I had another look at some of the photographic record of the work I have done and feel happy that I have produced good work. It is a shame that less has been sold so far than I had hoped and I cannot see a sudden surge this week or much more than trickle over the weeks. But I will have a story to tell and I will have made a mark with the largest piece I have ever made. It would have been different in a city but little old Bridport in lovely old Dorset isn’t a bad place to do it.
Sometimes things just need a time to build and evolve and then you just have to sit with it until you know it’s right. This one turned out almost exactly as I had planned it but along the way I kept wanting to change it, doubting that original vision. Yes there was some fine tuning but when I finished I saw that the tinkering would not have worked. It also has given me some ideas I want to work on and I can see ways where I may take it into media I am less practiced with.
Just as I was taking the photo of No356 being posted along comes the postie and whips the envelope from me and into the bag in a flash, but as you can see a flash is what I didn’t have turned on.
So we are down to the last 10. Of course my brain said “And we are down to the dozens and this is why…”
It is likely that we will see out the rest of the project with some annotations on the envelopes related to the #Collage365 piece 045 – a crab or a stone. As the plans for the installation itself get clarified it is becoming increasingly obvious to me that this whole project and most of my other work during this last year or two have been firmly rooted in my favourite theme: the interplay between chaos and control, emotion and the intellect. I took the collage to the framer’s today and have decided to include it in the #Letter365 show as it is pivotal to the whole affair.
So much I want to do and so little time, but that is all part of it. What gets done gets done and the rest can be for another time. I have been quite busy and reasonably effective today (at least until tonight) and I reckon that I am still a couple of days behind schedule. Having said that I had some successes in the studio with other things that will allow me to move forward following this project.
I was kicking myself when I got to the studio as the idea I had for today involved something that I had to prepare at home. Fortunately I am not short of creative ideas and one just jumped on me when I got to the studio. In hindsight it may not have been the best idea as it took much longer than I thought, and I had other things I needed to get on with there so I was out far longer than planned. All worth it in the end I hope.
I, yesterday, may or may not have done something based on the day before and today I intended to do something based on the day before that (or not). Now, as I was starting I realised that it was not what interested me or excited me just then. I discarded that idea and played around with some other ideas and gradually got into the territory and started to get interested and it all came together. I thought it was quite different to yesterday’s (or not) but now I come to process the images I see that it has some similar traits and themes to yesterday (or is completely different to yesterday’s and sharing no similarities in colour, shape, form, structure, etc.) Now isn’t that interesting (or not at all interesting)?

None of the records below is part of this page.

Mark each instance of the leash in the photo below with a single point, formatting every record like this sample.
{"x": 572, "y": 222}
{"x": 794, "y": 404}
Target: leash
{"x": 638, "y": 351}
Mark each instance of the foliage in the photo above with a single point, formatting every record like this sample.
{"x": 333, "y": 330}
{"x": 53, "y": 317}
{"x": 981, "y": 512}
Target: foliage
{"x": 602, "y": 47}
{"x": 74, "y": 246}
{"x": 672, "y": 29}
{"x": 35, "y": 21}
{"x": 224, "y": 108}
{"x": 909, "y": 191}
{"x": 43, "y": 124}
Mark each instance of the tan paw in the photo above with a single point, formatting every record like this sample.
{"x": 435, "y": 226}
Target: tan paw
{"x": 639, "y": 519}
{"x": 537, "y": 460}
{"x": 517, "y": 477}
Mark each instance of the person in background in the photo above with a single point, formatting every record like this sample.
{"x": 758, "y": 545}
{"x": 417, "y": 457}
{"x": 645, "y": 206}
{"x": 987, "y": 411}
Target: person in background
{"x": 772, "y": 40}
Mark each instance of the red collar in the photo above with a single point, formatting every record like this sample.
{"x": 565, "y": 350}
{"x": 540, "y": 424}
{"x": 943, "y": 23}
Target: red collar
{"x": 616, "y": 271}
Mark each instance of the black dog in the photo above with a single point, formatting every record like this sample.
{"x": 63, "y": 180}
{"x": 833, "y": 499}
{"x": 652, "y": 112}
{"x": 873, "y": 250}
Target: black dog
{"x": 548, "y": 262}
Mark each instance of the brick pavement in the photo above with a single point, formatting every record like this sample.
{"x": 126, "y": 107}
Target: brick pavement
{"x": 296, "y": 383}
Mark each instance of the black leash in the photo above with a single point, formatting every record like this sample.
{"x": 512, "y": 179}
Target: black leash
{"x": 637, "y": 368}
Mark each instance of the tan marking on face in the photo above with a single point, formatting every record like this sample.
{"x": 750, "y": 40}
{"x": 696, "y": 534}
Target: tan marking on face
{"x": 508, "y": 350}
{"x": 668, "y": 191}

Here is what David Hutchinson, former guide at Tate Modern, has written about my work:
I’m really looking forward to David Smith’s #LETTER365 installation. I was blown away by his earlier #Collage365 show. The discipline of making an artwork a day was a huge commitment, but what shone through on the walls was rich artistry unfolding before your eyes. Fragments of found objects, images, colours, and lines were put together with invention, emotion and wit. You could pick out your own themes and variations, surprises, puzzles and delights.
The #LETTER365 installation in the Allsop Gallery at Bridport Arts Centre will continue this I’m sure – plus the challenging conceptual twists of buying sight unseen, with the installation only revealing what’s been bought.
I can’t wait to see the randomly selected piece I’ve bought, how the installation changes, and – most challenging of all? – the final bonfire of the vanities.